Wynne Gray is a Herald columnist

All Blacks: Forwards focus on blips

Owen Franks, Andrew Hore and Tony Woodcock pack down in training ahead of the third test. Picture / Getty Images.
Owen Franks, Andrew Hore and Tony Woodcock pack down in training ahead of the third test. Picture / Getty Images.

Debating scrum decisions with props is asking for a baleful stare or sustained silence.

Listening to their viewpoint is a far safer proposition unless you have been part of the cauliflowered collection.

Occasionally they are left in limbo and All Black loose head prop Tony Woodcock was quick to check referee Nigel Owens' decision late in the second test.

He ruled in favour of the All Blacks, a verdict which earned him the ire of Ireland but got the hosts on a roll towards their defining dropped goal.

"You'd have to ask the ref really but to me it looked a bit like a whip wheel rather than a push straight through but those things can go either way," Woodcock said.

"We hear the whistle in scrums and think, oh my god, but it's only the ref's viewpoint."

Woodcock said the All Blacks were content with their initial scrum work but some player changes and Irish improvement altered the dynamics.

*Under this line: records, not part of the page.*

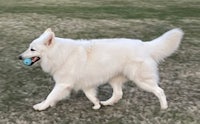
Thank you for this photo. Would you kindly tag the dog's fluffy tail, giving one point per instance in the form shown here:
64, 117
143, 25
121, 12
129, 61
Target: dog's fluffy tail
165, 45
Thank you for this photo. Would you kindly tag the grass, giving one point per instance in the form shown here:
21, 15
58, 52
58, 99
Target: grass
20, 87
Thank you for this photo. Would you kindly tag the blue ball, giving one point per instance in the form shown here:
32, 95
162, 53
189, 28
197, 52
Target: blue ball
27, 61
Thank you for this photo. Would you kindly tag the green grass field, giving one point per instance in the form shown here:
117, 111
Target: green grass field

"It was a good eye-opener for us and we know what to expect now," he said.

Ireland had a concerted scrum which pushed the All Blacks around but New Zealand had picked up two free kicks, a penalty and a tighthead.

"It's probably not as bad as people think," Woodcock said.

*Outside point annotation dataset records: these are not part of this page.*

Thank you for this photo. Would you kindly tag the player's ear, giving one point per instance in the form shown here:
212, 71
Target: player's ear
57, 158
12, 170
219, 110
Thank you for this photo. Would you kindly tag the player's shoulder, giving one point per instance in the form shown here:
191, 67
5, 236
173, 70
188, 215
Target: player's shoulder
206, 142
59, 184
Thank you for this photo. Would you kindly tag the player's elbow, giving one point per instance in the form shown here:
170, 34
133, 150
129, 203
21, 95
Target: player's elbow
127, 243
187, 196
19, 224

It was difficult to put it down to anything except the need for a better attitude when fatigue kicked in.

"Every game I come off feeling buggered but l guess you'd be asking a lot of questions if you didn't feel that way.

"You get through a fair bit of work that is high-paced these days.

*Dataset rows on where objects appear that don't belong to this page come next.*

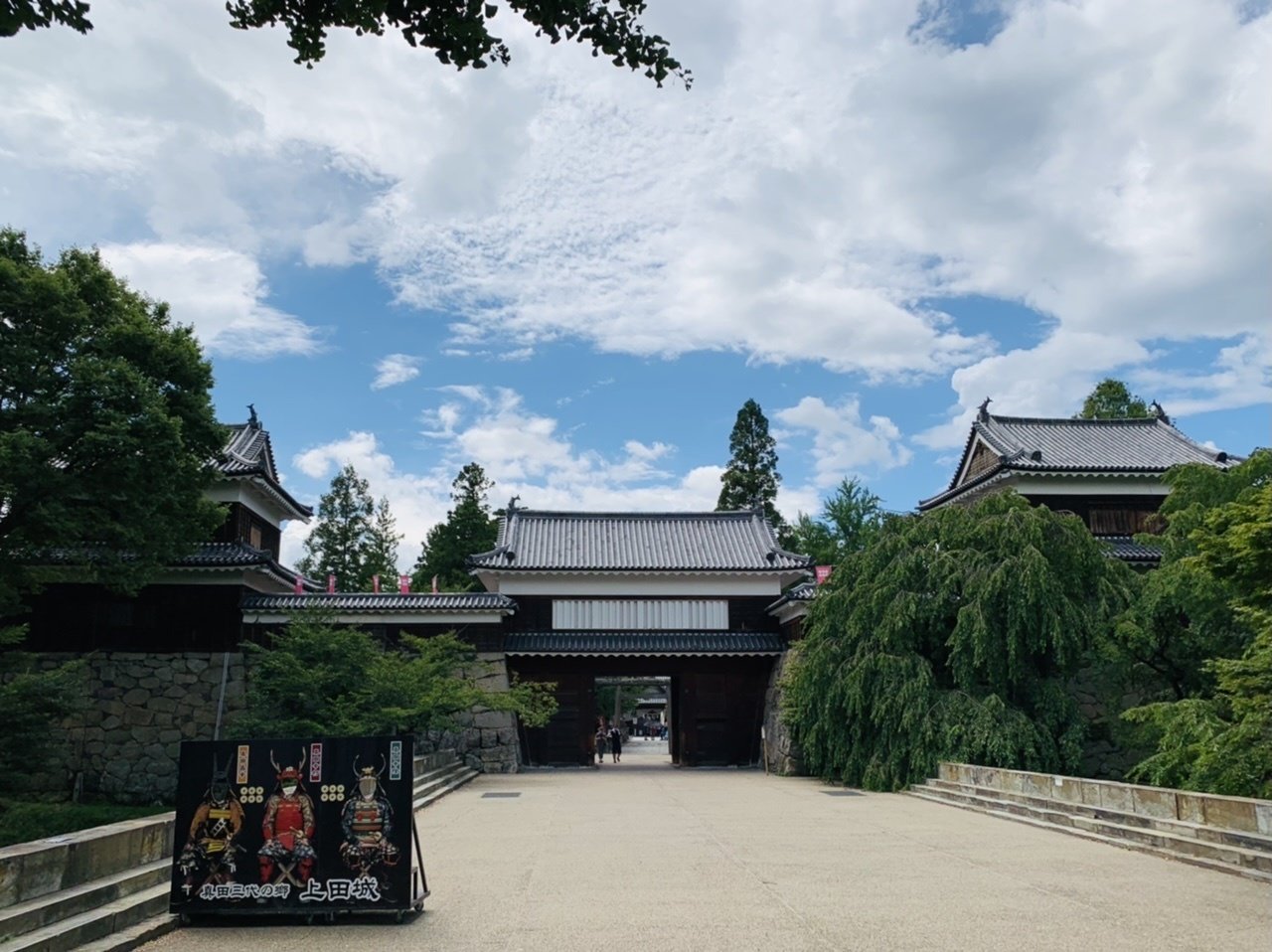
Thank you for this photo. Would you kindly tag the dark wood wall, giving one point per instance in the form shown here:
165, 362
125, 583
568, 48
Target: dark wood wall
244, 526
67, 617
745, 613
1104, 516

Ireland played in competitions where the scrum was a massive part of their game as in Christchurch.

"We'll see this week though," he said. "We also pride ourselves on our scrum so we'll see where that goes this week."

Coach Steve Hansen felt his side engaged well but neglected the secondary push.

"We had gone to sleep and as a result we got two or three scrums that were shockers and the team prides themselves on their scrum and they have done a lot of homework on it.

"Sixty-five per cent of your scrum power comes from your back five so if they're not pushing then you are in trouble."